Here’s what sticks in the art historian’s mind, though. I had the great privilege to study shipwreck imagery as a curatorial sidekick for the exhibition "Shipwreck! Winslow Homer and The Life Line" at the Philadelphia Museum of Art. A little knowledge turns this innocent ad into something quite scandalous.

A nineteenth-century person lived in fear of shipwreck. The seas were unpredictable, and for much of the century, lifesaving brigades were scarce. The biggest killer was hypothermia from being subjected to the frigid Atlantic. Imagery proliferated with frozen maidens in chemises who had perished from exposure. Shipwreck stories in popular periodicals were the major news stories of disaster of their time.

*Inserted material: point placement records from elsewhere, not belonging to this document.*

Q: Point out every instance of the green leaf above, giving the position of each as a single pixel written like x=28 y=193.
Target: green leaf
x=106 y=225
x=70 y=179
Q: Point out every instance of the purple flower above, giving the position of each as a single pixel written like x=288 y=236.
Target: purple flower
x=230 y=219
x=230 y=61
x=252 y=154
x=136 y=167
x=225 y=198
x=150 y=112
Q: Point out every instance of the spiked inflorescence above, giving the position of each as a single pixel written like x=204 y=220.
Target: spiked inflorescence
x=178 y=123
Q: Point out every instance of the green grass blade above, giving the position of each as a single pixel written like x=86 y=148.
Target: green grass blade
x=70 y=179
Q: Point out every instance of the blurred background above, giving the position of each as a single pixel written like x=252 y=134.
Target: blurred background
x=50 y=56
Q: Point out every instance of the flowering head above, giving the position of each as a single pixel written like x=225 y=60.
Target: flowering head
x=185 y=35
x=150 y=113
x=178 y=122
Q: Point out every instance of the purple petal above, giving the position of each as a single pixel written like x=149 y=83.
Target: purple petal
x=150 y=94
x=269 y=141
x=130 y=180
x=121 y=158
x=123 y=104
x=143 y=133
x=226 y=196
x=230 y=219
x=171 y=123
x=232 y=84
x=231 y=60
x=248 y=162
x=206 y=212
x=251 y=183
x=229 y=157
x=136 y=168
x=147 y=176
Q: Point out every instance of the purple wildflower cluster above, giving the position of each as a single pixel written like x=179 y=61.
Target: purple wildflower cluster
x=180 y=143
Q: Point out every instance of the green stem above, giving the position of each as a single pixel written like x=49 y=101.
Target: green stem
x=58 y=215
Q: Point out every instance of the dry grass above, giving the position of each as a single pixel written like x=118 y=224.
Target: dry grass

The one saving grace in the event of a wreck could be a rope shot from a canon-like device called a “Lyle gun” from shore to the sinking ship. The rope was used to bear a rescue mechanism that could ferry passengers one at a time to safety, if all went according to plan.

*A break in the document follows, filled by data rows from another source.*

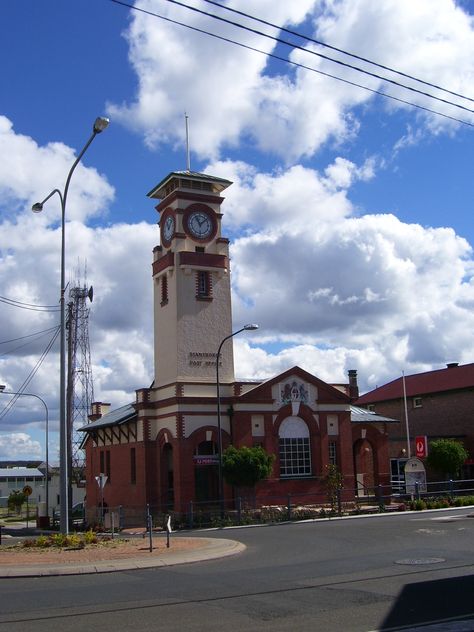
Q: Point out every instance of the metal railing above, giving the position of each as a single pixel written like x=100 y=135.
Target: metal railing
x=243 y=510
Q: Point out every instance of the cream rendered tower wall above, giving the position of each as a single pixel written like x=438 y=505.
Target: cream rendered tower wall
x=192 y=299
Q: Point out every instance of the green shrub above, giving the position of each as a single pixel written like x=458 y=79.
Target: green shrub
x=43 y=541
x=90 y=537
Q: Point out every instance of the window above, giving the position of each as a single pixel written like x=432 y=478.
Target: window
x=295 y=452
x=107 y=464
x=133 y=466
x=164 y=290
x=203 y=285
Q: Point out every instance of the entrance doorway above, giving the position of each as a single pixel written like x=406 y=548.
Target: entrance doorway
x=206 y=474
x=364 y=468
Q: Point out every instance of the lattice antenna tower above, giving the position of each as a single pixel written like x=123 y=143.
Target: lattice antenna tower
x=80 y=386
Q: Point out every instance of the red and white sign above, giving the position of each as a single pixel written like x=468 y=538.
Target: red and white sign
x=421 y=445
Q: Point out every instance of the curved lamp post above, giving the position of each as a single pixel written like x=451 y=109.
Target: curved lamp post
x=219 y=429
x=99 y=125
x=4 y=392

So, with that background information, can we see where the advertiser has gone wrong? Certainly, to herald the freezing nature of the water was in poor taste. Not to mention that in place of a lifeline shot from a shore crew we have a highly ineffectual pressurized stream of water! I suppose the print boldly conveys the distinctiveness of the Matthews apparatus—but yikes!

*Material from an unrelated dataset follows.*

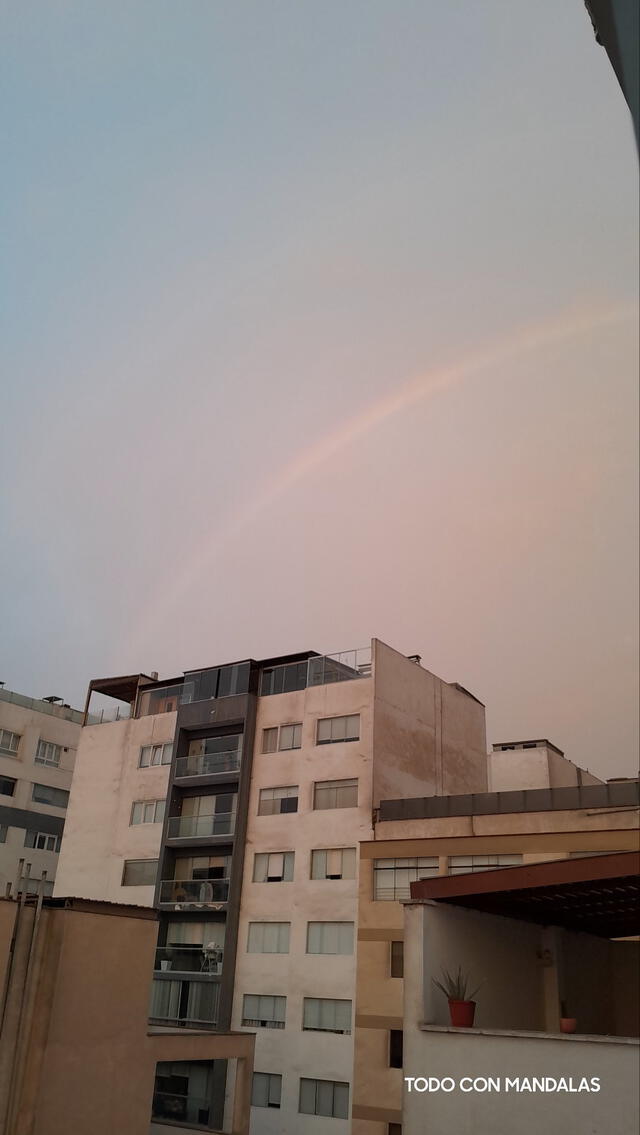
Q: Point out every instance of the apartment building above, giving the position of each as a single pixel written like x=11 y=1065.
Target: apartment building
x=39 y=738
x=234 y=798
x=460 y=835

This is not the end of my pondering, however. The print in question entered our collection in 1969. I wondered what would have prompted its acquisition. Figuring it was part of a batch of prints purchased as a single lot, I wanted to try to ascertain what treasure our past curators were seeking when this print came aboard as a likely stowaway.

I think I have the answer.

This is our marvelous painting by Carl Wimar, showing the dramatic abduction of Daniel Boone’s daughter.
1965-1_s.jpg

Carl Wimar (1828–1862), The Abduction of Boone's Daughter by the Indians, 1855–56, oil on canvas, 1965.1

In the same batch of purchases that included the Matthews apparatus picture, we find this advertising gem.
1969-191_s.jpg

The Father of Waters, after 1855, chromolithograph, 1969.191

It’s a chromolithograph produced by Anheuser Busch in which Boone’s daughter is replaced by beer products. My art historical colleague Mark Thistlethwaite teaches a section of a course on inappropriate advertising in which this print plays a starring role. When I mentioned my shock at the impropriety of our Matthews soda ad, he told me about this Wimar riff. How amazing to discover that this was probably the Holy Grail that our curator sought all along, with the Matthews apparatus an unexpected bonus.

The good news is, now that I have shared all of this with you, I am likely finally ready to move on to the next brain worm…but maybe I’ll drink a refreshing beverage first and raise a grateful glass to Matthews!